Singapore Prime Minister on the Ukraine War

We met on Thursday with Singapore Prime Minister Lee Hsien Loong. Much of the Council on Foreign Relations conversation focused on Russia’s bloody aggression in Ukraine, as it apparently did in Lee’s meeting earlier in the week with President Biden.

Prime Minister Lee said Putin’s war has at least three major implications for the Asia-Pacific region - and beyond:

  1. Deranged leaders using historical grievances to justify invasions is a deadly business. After all, most nations in the Asia-Pacific region and around the world could claim such grievances as the basis for war.

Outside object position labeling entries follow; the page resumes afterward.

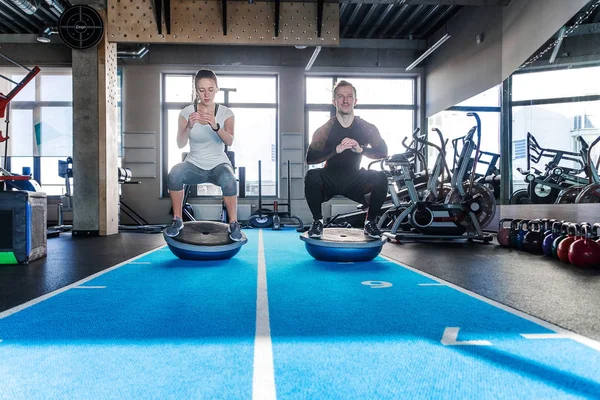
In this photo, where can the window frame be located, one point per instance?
(531, 102)
(35, 106)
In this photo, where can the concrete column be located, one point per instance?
(95, 153)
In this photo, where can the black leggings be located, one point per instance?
(321, 185)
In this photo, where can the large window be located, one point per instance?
(550, 110)
(41, 124)
(253, 100)
(388, 103)
(454, 123)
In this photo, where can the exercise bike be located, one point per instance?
(544, 187)
(589, 193)
(467, 208)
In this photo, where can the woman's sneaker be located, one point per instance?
(174, 228)
(371, 230)
(235, 231)
(316, 230)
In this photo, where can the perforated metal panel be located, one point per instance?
(194, 21)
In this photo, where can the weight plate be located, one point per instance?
(484, 207)
(542, 190)
(80, 27)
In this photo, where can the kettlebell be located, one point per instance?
(503, 236)
(596, 232)
(547, 226)
(523, 229)
(574, 232)
(514, 231)
(563, 235)
(549, 238)
(585, 252)
(532, 240)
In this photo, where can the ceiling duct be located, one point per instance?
(133, 54)
(29, 7)
(58, 5)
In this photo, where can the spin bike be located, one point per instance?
(468, 207)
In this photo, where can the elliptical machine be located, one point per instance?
(468, 207)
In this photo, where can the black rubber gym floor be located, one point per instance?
(69, 260)
(550, 290)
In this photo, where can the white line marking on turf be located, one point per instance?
(536, 336)
(572, 335)
(263, 379)
(89, 287)
(33, 302)
(377, 284)
(451, 334)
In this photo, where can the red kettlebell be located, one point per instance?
(532, 241)
(596, 232)
(574, 231)
(503, 236)
(514, 231)
(585, 252)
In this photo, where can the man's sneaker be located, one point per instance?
(235, 231)
(316, 230)
(174, 227)
(371, 230)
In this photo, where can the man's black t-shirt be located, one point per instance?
(327, 137)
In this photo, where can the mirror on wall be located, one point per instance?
(555, 109)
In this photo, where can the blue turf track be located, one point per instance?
(160, 327)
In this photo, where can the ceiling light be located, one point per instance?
(46, 32)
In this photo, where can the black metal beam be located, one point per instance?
(320, 5)
(167, 4)
(224, 9)
(381, 18)
(439, 20)
(477, 3)
(20, 12)
(277, 11)
(158, 15)
(343, 9)
(409, 21)
(429, 16)
(351, 20)
(49, 17)
(366, 20)
(6, 16)
(399, 16)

If this illogic pertains, Lee said “we’ll have many insecure countries.” 
  2. Putin’s war in Ukraine will continue to stress already prickly US-Sino relations, especially as China cowardly attempts to straddle both sides of the equation. 
  3. The situation finds some leaders considering developing nuclear weapons. These people believe that Libya's Gadaffi, for example, would not haven been toppled had he kept his limited nuclear arsenal in 2003. Some claim that Putin would not have invaded Ukraine if Kyiv still possessed nukes. Ukraine ceded its nukes to Russia as part of the 1994 Budapest Memorandum. Of course, there was always the question of how much command and control Moscow had of Ukraine’s nuclear weapons in the first place. Lee says people are understandably getting nervous, for example, when former Japanese Prime Minister Abe says Tokyo should consider developing a nuclear weapons capability. He added that polls in South Korea find a majority of citizens supporting nuclear development.

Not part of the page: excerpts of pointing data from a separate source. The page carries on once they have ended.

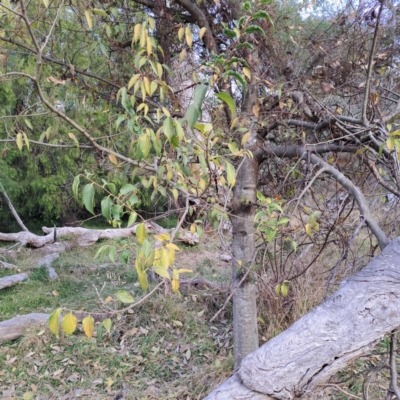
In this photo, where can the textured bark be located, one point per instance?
(12, 280)
(348, 324)
(14, 328)
(243, 249)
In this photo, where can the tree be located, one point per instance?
(279, 98)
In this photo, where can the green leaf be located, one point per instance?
(28, 123)
(75, 186)
(99, 12)
(262, 15)
(106, 205)
(254, 29)
(124, 297)
(229, 101)
(69, 323)
(127, 188)
(192, 115)
(283, 221)
(239, 78)
(142, 277)
(229, 33)
(169, 128)
(144, 145)
(88, 326)
(54, 321)
(199, 96)
(230, 174)
(245, 45)
(162, 271)
(132, 218)
(141, 233)
(88, 197)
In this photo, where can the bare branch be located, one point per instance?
(369, 71)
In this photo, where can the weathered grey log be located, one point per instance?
(14, 328)
(3, 264)
(47, 261)
(348, 324)
(12, 280)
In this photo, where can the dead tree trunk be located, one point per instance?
(345, 326)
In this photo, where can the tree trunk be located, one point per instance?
(348, 324)
(243, 248)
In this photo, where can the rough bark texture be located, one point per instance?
(348, 324)
(243, 249)
(14, 328)
(12, 280)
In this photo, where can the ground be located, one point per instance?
(164, 349)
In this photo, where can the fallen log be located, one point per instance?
(14, 328)
(3, 264)
(347, 325)
(12, 280)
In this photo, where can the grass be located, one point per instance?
(164, 349)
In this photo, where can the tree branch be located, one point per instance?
(369, 71)
(12, 209)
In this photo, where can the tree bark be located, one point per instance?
(12, 280)
(243, 249)
(365, 309)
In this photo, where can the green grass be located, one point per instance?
(164, 349)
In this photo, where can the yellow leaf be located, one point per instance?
(113, 159)
(19, 142)
(143, 90)
(183, 270)
(142, 277)
(189, 38)
(88, 326)
(234, 122)
(54, 321)
(149, 46)
(202, 32)
(151, 23)
(172, 246)
(181, 32)
(284, 289)
(390, 143)
(69, 323)
(72, 136)
(146, 83)
(26, 140)
(246, 137)
(141, 233)
(143, 38)
(137, 32)
(175, 285)
(133, 80)
(159, 70)
(89, 20)
(230, 174)
(247, 73)
(256, 110)
(153, 87)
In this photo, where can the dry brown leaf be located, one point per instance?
(327, 87)
(55, 80)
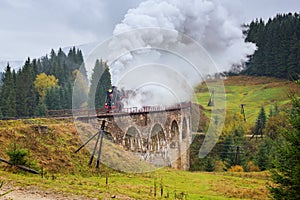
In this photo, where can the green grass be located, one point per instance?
(255, 92)
(190, 185)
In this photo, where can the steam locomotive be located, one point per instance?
(113, 100)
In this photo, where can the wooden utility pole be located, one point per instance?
(211, 100)
(243, 111)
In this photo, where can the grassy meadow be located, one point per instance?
(64, 172)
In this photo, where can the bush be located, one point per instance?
(252, 167)
(219, 166)
(236, 168)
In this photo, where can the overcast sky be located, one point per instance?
(33, 27)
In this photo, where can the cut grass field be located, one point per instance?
(68, 173)
(255, 92)
(174, 183)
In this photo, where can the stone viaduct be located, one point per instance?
(158, 135)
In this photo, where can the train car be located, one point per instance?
(113, 101)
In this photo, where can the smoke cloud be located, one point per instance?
(207, 22)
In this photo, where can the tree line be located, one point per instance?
(48, 84)
(278, 47)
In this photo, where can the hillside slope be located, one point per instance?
(255, 92)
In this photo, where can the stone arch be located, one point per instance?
(184, 132)
(132, 139)
(157, 138)
(174, 134)
(175, 154)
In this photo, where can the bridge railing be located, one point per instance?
(102, 111)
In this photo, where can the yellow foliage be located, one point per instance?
(44, 82)
(219, 166)
(236, 168)
(253, 167)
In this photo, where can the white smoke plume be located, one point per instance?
(208, 22)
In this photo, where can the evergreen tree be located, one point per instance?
(27, 97)
(286, 174)
(278, 43)
(265, 154)
(8, 94)
(52, 99)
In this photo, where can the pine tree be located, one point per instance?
(8, 94)
(286, 174)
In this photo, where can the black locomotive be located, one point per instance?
(113, 101)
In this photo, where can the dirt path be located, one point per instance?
(30, 193)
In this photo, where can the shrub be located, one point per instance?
(236, 168)
(219, 166)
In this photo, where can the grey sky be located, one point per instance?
(33, 27)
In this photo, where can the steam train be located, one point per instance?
(113, 100)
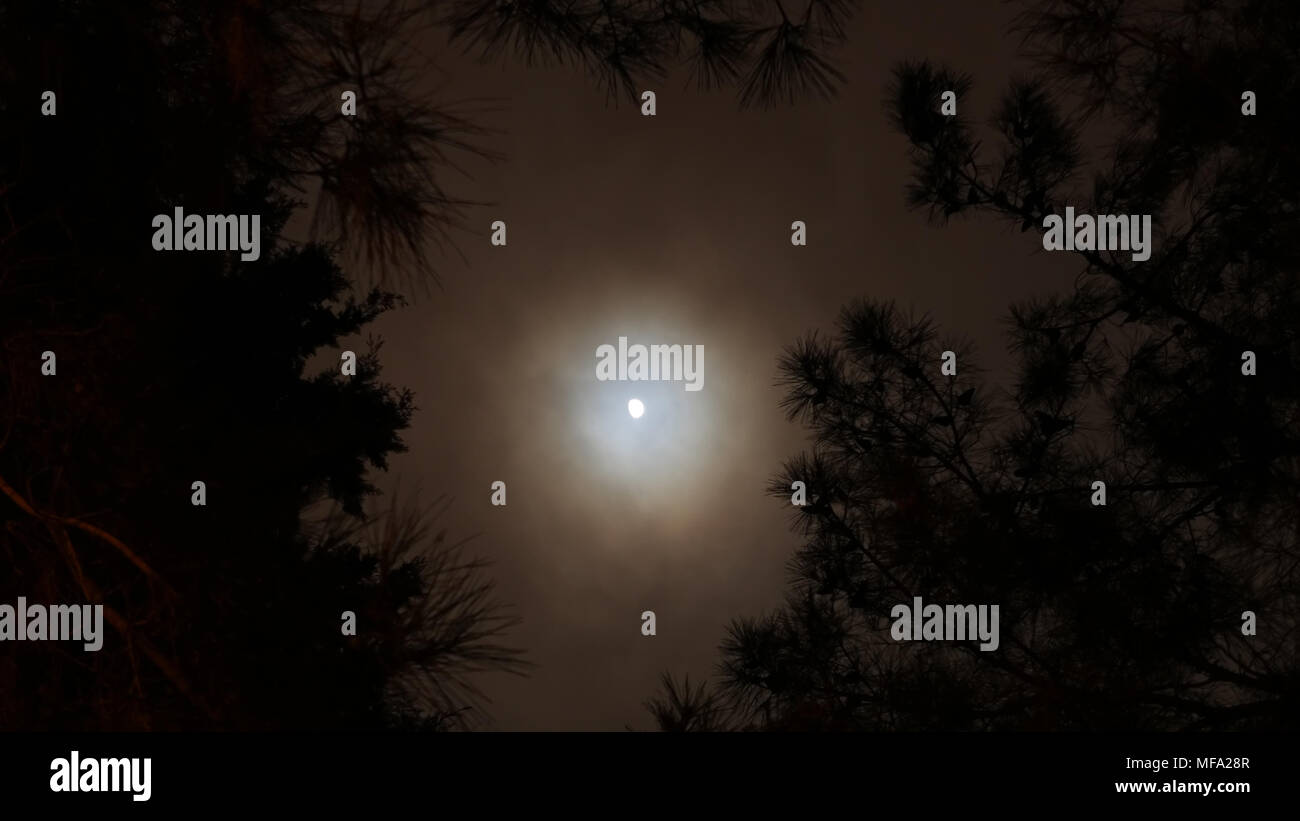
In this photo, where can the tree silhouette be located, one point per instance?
(174, 368)
(772, 53)
(952, 489)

Prime Minister Lee said that these "significant strategic recalibrations" born of Ukraine-inspired fear and anxiety are very dangerous. Clearly.


Singapore is a singular place, a gleaming, successful city-state with a diverse, highly productive population and, of course, just a continued whiff of paternalism and autocracy. It’s worth noting that Lee is the son of Singapore's first prime minister, Lee Kuan Yew.